Spoiler alert: It’s shiny, yellow, and trading at new all-time highs.
Yes, I’m referring to Gold.
Gold and the US dollar hold a classic intermarket relationship — an overt negative correlation.
As I reviewed the charts this weekend, another pattern emerged between the two.
I decided to offset Gold ahead of the dollar by roughly two to four years. After adjusting the charts, I landed on setting Gold forward by 130 weeks (approximately two-and-a-half years).
And voila:
Now, Gold and the US Dollar Index $DXY appear quite similar.
I expected these charts to line up, as their inverse relationship creates a give-and-take. But I didn’t anticipate the dollar tracking Gold to this degree.
Gold’s ‘05-‘06 rally preceded the ‘08-’09 dollar rally by roughly two-and-a-half years — approximately the same period between Gold’s ‘07 to ’08 and the DXY’s 2010 mark-up phases.
I was impressed.
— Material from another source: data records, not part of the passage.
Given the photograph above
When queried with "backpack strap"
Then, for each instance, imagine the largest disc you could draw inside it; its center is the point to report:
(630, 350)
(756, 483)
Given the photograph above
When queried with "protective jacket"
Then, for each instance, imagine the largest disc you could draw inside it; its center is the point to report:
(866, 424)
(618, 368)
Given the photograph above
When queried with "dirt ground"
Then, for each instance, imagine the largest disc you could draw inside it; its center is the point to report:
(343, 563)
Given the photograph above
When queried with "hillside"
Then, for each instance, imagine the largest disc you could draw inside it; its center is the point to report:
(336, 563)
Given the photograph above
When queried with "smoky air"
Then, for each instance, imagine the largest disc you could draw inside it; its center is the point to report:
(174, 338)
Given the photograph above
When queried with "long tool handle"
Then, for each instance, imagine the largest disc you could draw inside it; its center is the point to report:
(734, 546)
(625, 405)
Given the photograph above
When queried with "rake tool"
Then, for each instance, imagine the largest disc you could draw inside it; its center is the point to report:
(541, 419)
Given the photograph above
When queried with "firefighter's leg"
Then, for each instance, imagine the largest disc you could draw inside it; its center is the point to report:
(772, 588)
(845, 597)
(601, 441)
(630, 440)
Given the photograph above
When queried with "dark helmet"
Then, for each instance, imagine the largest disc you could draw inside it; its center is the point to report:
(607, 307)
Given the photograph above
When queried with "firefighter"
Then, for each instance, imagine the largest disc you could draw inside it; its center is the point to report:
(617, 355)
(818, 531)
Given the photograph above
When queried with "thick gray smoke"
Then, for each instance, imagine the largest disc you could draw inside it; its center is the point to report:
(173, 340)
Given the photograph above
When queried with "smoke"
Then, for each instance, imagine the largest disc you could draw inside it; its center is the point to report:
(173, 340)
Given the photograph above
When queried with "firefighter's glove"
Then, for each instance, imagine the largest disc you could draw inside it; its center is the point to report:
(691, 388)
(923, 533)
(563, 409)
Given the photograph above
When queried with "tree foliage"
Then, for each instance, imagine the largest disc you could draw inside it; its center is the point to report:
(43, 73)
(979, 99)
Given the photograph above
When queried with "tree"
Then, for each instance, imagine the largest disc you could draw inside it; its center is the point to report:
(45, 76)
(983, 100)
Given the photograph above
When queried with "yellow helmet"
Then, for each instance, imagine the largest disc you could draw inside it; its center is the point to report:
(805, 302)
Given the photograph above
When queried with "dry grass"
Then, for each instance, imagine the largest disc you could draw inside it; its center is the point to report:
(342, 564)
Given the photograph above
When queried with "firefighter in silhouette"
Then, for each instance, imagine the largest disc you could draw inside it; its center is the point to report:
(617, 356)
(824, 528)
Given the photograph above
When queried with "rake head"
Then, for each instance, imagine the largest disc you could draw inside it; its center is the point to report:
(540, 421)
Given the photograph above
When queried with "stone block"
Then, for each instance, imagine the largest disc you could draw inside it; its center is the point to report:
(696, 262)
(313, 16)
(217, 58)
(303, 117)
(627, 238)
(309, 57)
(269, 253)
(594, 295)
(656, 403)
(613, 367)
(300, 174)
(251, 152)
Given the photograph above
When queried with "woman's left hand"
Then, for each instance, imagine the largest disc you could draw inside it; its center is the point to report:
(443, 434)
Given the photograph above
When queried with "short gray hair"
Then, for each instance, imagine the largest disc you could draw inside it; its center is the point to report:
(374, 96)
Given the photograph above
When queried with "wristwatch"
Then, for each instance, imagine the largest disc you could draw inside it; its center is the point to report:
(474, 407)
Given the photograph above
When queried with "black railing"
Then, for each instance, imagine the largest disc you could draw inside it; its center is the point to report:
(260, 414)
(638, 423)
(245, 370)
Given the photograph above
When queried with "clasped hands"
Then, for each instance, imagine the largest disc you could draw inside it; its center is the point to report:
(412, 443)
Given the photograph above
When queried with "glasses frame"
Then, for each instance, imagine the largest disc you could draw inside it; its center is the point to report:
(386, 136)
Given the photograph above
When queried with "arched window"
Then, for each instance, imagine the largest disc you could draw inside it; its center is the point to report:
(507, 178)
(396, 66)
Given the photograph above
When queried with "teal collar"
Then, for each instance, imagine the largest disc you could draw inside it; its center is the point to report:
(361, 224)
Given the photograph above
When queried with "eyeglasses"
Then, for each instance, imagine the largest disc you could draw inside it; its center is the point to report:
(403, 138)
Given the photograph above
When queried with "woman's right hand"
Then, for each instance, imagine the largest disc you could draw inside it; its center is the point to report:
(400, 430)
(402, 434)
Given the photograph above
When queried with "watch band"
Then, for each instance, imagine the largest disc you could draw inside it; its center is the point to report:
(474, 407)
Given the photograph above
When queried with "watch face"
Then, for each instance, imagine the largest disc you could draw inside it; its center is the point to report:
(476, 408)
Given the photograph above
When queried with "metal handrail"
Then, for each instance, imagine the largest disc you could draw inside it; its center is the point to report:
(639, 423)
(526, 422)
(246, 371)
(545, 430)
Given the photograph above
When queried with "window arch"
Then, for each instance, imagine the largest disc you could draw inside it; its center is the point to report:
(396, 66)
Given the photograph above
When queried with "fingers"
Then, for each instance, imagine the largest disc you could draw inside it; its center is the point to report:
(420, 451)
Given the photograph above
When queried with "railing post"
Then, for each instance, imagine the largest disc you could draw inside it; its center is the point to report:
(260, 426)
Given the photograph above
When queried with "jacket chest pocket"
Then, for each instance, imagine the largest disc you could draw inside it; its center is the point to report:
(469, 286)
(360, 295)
But it doesn’t stop there…
The shiny yellow metal went on a rip-roaring rally from 2009 until its commodity supercycle peak in 2011.
Fast forward three years and the dollar began to climb — gaining 27%.
In fact, all three DXY rallies (‘08-’09, ‘14-’15, and ‘21-22) rose roughly 27%:
DXY’s dominant cycle shines crystal clear.
Broad trading ranges — lasting approximately six years — followed the previous dollar rallies.
Based on the past two cycles and Gold’s recent four-year consolidation, I expect a continued DXY chopfest.
Of course, the dollar will still produce explosive swings and ample trading events — eventually.